O galho em que estamos nos segurando é o do que vivemos até aqui
Havia um homem que não acreditava em Deus porque não tinha provas de sua existência. Se tivesse alguma, ele dizia com um sorriso no rosto, acreditaria. Um dia, enquanto caminhava pela montanha e sentia o vento gelado em seu rosto, começou um desmoronamento. Desesperado por já estar quase sendo engolido por aquele monte de terra, ele correu na direção oposta e se jogou em um abismo. Em um golpe de sorte, conseguiu se agarrar a uma árvore que se debruçava na beira da encosta.
As horas se passaram e os seus braços já estavam doendo demais. Sem ver saídas, ele tentou o canto dos desesperados: "Deus, se você existir, essa será a sua chance de provar". As nuvens se abriram e ele então ouviu uma voz dizendo do céu: "Você também precisa provar que acredita em mim. Solte as suas mãos, que eu lhe seguro".
Assustado, o homem começou a argumentar: "Como eu sei que você vai me salvar?". Então, ouviu mais uma vez a mesma proposta.

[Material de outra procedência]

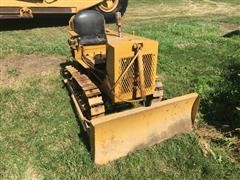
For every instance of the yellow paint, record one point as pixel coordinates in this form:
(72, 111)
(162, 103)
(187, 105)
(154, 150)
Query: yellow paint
(118, 134)
(75, 5)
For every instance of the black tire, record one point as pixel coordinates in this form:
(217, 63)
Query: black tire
(110, 16)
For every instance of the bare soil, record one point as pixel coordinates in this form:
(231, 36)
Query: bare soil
(14, 70)
(189, 8)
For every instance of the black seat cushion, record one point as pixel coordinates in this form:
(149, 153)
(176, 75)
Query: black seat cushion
(90, 26)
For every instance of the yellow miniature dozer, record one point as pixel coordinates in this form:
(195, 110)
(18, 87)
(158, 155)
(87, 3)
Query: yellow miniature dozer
(13, 9)
(110, 70)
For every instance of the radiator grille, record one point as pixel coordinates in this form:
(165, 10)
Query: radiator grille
(130, 82)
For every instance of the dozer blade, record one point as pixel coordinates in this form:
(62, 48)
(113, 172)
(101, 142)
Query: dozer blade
(116, 135)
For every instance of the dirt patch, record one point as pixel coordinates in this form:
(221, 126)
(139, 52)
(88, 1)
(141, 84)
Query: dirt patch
(189, 8)
(14, 70)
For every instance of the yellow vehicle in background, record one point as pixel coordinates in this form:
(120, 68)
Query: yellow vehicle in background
(14, 9)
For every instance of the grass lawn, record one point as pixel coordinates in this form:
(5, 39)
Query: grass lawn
(39, 132)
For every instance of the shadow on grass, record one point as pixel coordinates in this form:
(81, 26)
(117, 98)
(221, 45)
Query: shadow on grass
(36, 22)
(221, 108)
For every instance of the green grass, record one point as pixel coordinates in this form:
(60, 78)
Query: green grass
(39, 132)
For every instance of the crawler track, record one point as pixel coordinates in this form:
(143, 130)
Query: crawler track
(86, 92)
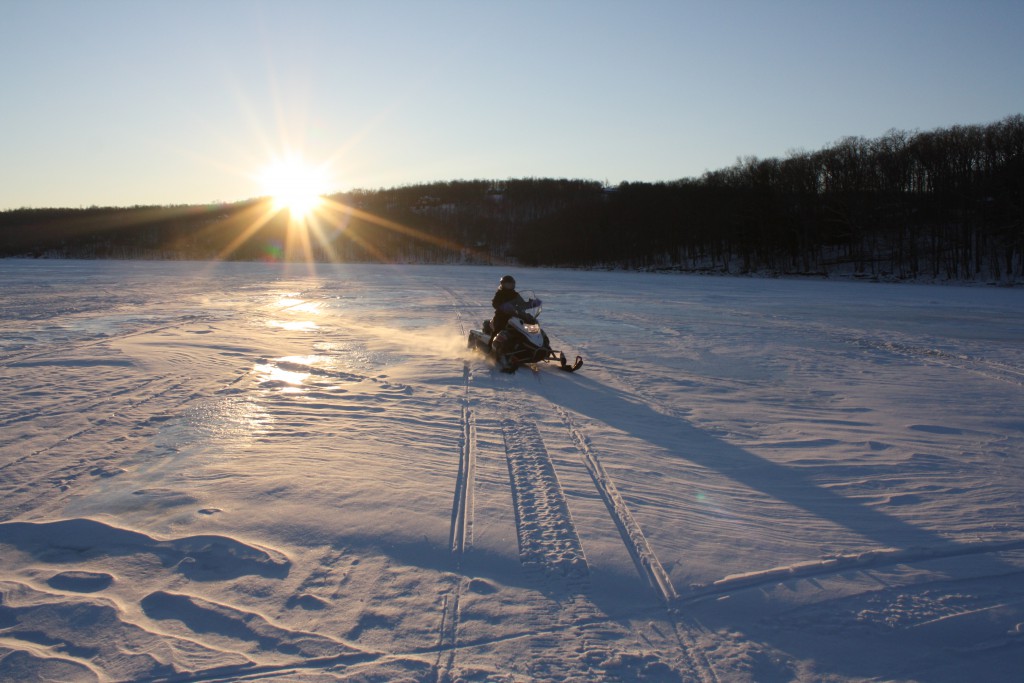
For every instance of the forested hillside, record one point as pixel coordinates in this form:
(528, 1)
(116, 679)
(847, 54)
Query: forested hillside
(946, 204)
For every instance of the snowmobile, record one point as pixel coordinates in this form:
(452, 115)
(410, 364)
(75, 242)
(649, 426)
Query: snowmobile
(521, 342)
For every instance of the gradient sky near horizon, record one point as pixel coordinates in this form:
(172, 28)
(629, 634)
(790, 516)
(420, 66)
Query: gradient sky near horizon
(120, 102)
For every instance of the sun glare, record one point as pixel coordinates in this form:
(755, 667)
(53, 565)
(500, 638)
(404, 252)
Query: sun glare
(295, 185)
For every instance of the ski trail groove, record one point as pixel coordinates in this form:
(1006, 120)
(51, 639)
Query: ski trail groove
(636, 543)
(547, 536)
(461, 536)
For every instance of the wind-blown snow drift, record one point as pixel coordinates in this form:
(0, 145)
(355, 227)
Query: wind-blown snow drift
(210, 472)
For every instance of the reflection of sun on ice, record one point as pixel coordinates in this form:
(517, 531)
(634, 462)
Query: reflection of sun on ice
(295, 185)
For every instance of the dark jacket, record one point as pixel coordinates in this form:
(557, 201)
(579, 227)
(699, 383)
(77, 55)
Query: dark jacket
(502, 311)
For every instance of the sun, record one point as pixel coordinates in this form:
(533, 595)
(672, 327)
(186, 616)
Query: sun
(295, 185)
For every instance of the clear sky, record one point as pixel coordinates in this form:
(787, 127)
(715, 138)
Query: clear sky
(117, 102)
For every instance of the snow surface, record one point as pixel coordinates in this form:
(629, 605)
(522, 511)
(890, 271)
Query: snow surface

Até que os céus se calaram enquanto ele continuou pedindo provas.
A primeira vez em que ouvi essa história foi pela boca de uma das psicólogas mais importantes da atualidade, a americana Marsha Linehan em um retiro de mindfulness para terapeutas.
Ela é uma mulher extremamente religiosa. Eu não sou.
E, como uma pessoa sem espiritualidade, fiquei revoltado ao escutar aquilo. Passei todo o período da minha meditação planejando o que falaria para ela. Eu estava convencido de que lhe mostraria que essa história não dizia nada sobre pessoas descrentes. Sentindo-me completamente armado, na tarde seguinte, expus o meu argumento.
"Esse enredo me parece desonesto", eu disse, tentando soar educado. "Ele pressupõe que, se o homem tivesse se soltado do galho, Deus de fato o teria salvo. Se o final fosse outro, se ao fim da história ele não fosse resgatado, a moral seria outra. Nesse caso, ela seria: não confie em vozes do além".
Marsha Linehan me olhou por cima dos óculos e disse: "Você não entendeu. Essa não é uma história sobre Deus. É sobre o caráter desse homem".
No final, compreendi: é uma história sobre como é mais difícil mudar de ideia do que imaginamos. E como, raramente, uma prova é suficiente para irmos contra as nossas intuições. Era, afinal, sobre um ateu que se viu frente a Deus, mas poderia muito bem ser sobre um crente que se viu frente à indiferença do universo. Não é sobre um homem específico, mas sobre a rigidez do nosso caráter. E sobre a imaterialidade das histórias que, no fundo, tomam decisões por nós.
Porque, acredite, quem toma as nossas decisões e constrói nossas opiniões não é a nossa mente, a racionalidade, a divindade ou qualquer outra entidade superior, mas o que a vida fez da gente até aqui.
E, assim, continuamos agarrados em galhos que não estão mais nos salvando de nada.